It's not just going to pass - get help and talk to your family and friends about it

This touches really close to home for me. About 4 months ago, when my daughter was almost 5 months old, I stopped taking my anti-anxiety medication. I thought that because I was feeling better, that I didn't need it anymore, and I was fine for the first couple months.

Since had been doing so well off of it I didn't notice any of the small red signs that popped up. I was more irritable, I felt more stressed out, I slept less, and I had a harder time doing basic tasks like chores. I knew something was wrong when I stopped doing things I used to look forward to, like taking my daughter on walks in her stroller, or sitting down and playing a video game. I slept on the couch away from my husband because I thought I just needed to be alone.

About a month ago I was sitting in my living room trying to calm my crying daughter. Nothing I did was working, so I was sitting there alone (my husband was at work) holding her and just absolutely sobbing.

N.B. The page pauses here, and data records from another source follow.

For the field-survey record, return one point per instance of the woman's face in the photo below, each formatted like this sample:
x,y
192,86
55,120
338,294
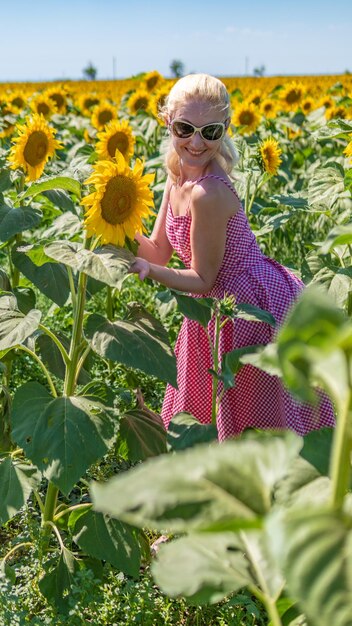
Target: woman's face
x,y
194,151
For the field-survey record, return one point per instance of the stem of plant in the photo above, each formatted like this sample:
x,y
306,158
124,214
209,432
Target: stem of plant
x,y
340,466
215,367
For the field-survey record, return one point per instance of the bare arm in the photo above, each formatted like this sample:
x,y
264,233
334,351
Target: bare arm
x,y
210,213
157,248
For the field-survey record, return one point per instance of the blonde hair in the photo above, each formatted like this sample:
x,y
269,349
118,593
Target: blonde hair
x,y
207,89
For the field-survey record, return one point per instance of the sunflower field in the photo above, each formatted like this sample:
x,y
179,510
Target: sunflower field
x,y
259,528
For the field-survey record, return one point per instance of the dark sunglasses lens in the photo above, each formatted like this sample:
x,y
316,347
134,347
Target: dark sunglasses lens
x,y
212,132
182,129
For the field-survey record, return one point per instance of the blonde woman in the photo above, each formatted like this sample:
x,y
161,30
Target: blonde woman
x,y
202,219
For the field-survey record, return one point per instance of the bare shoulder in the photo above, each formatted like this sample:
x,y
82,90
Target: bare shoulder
x,y
214,195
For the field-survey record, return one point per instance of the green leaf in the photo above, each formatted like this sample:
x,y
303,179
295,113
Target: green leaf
x,y
66,224
108,264
26,299
185,431
16,327
339,235
52,356
310,346
316,449
109,540
140,342
198,309
16,220
52,429
50,278
17,481
203,567
253,313
141,434
56,182
207,487
325,186
56,583
314,549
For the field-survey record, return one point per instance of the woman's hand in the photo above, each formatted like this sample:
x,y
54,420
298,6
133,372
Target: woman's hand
x,y
141,267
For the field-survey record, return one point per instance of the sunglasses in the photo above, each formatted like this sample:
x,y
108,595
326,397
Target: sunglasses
x,y
208,132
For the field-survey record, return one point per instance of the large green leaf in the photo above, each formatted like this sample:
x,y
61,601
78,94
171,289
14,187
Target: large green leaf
x,y
325,186
66,224
207,487
55,182
52,356
140,342
17,481
109,540
185,431
198,309
50,278
15,220
218,564
311,344
314,549
16,327
108,264
53,430
340,235
141,435
203,567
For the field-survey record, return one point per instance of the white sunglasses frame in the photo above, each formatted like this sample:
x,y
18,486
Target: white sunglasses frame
x,y
198,129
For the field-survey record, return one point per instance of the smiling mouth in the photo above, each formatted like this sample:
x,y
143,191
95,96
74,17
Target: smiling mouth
x,y
195,152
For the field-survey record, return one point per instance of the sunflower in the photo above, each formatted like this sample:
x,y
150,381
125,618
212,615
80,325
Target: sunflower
x,y
307,105
268,108
116,135
102,114
348,151
33,147
121,199
59,95
336,112
158,100
43,105
86,102
139,101
291,95
246,117
152,80
269,154
17,100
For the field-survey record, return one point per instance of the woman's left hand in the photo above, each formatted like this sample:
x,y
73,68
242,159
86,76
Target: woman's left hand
x,y
141,267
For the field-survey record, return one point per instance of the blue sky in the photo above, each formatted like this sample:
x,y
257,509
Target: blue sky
x,y
55,39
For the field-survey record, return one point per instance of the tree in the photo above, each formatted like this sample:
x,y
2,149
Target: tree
x,y
259,71
177,68
90,72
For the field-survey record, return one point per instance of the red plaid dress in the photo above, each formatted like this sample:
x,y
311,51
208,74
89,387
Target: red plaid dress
x,y
258,400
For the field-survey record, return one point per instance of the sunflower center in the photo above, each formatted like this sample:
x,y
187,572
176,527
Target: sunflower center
x,y
118,141
246,118
90,102
119,200
43,108
18,102
58,99
141,103
104,117
36,148
293,96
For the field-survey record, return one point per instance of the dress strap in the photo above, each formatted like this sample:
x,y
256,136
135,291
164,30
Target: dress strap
x,y
223,180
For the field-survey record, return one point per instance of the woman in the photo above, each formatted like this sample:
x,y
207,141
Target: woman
x,y
202,219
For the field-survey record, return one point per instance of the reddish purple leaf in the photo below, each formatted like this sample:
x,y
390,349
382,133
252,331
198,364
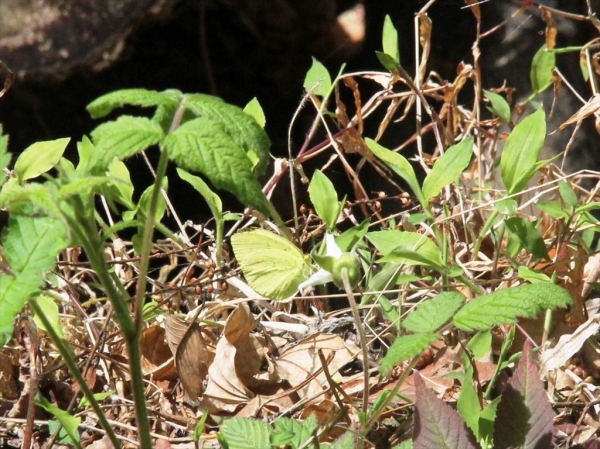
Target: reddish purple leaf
x,y
524,417
437,425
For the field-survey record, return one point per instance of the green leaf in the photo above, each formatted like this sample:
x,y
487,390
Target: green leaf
x,y
241,127
448,168
135,97
211,198
433,313
405,247
31,244
522,150
70,423
50,309
325,199
123,138
254,109
30,248
541,69
505,306
244,433
14,293
201,145
400,165
499,106
568,194
405,348
468,403
528,236
389,40
273,266
387,61
38,158
317,80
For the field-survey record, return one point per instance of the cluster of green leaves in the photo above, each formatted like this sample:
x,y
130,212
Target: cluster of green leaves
x,y
52,205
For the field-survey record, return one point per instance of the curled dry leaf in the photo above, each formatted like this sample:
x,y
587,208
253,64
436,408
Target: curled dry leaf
x,y
236,372
299,362
191,355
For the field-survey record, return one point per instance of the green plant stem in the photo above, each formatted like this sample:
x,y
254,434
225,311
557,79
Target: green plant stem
x,y
363,338
407,371
67,356
486,227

A thought popped into my head. "What if I wasn't here?" And the thought changed. "I'm doing such a bad job at caring for my daughter, she deserves so much better, she doesn't need me." And the thought kept morphing until I felt like dying. Until I felt an urge to get up, set my daughter in her crib, and drown myself in my tub. Thankfully I recognized that as being not right, I called my doctor and they let me get a refill the next day for my meds.

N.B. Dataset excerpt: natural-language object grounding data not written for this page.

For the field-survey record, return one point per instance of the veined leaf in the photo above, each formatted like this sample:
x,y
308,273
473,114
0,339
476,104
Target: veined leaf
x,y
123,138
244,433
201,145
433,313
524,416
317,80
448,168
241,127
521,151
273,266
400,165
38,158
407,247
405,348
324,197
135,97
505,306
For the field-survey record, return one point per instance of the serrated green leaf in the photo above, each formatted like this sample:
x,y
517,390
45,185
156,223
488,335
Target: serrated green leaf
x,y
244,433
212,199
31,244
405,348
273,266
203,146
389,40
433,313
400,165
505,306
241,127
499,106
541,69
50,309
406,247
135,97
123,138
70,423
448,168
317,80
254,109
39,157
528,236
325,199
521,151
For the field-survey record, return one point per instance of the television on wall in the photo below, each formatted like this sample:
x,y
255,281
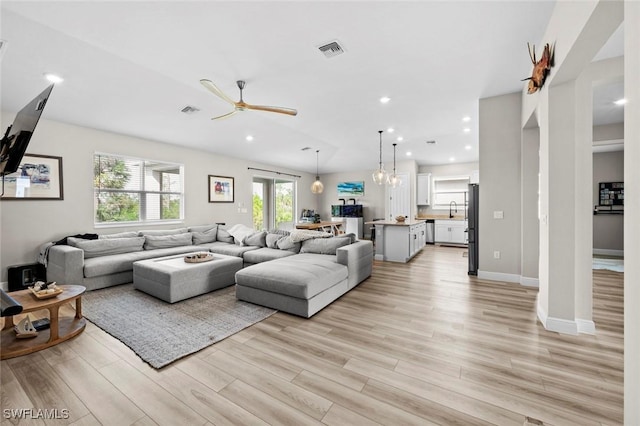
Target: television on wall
x,y
351,189
17,137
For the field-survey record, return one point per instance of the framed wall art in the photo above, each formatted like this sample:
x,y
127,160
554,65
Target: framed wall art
x,y
39,177
220,189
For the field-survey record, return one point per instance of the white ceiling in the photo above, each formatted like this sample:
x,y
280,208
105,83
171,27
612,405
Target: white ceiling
x,y
130,67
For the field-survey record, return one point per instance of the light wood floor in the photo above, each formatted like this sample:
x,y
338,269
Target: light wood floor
x,y
420,344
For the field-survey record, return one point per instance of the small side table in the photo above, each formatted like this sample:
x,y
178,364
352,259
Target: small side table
x,y
60,329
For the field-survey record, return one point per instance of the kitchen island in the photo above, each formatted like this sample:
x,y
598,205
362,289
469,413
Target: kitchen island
x,y
399,241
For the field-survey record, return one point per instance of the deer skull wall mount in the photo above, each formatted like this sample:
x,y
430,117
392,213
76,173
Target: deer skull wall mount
x,y
540,68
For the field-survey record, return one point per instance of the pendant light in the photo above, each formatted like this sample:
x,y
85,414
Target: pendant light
x,y
317,187
394,180
380,176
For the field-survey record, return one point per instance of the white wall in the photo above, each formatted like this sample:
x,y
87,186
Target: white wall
x,y
27,224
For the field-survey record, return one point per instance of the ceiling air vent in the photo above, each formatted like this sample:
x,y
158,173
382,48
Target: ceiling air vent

I'm happy again. I'm not suicidal anymore. What I hope is gathered from my story is that depression is a sneaky little fuck. It lies, itdeceives, and It preys on your insecurities. Most importantly, it's wrong. You're not a bad person, or a bad mother, for being depressed. It's not shameful to need help, and you're not at fault for not catching it sooner. So many people are depressed, and as a new mother it's incredibly easy to chalk all the warning signs up to being tired, overworked, and stressed out. Listen to yourself, and if you think something is wrong then do what's right for you and talk to someone about it.

And if anyone needs to talk, PM me. I might take a hot minute to reply, new mom and all that.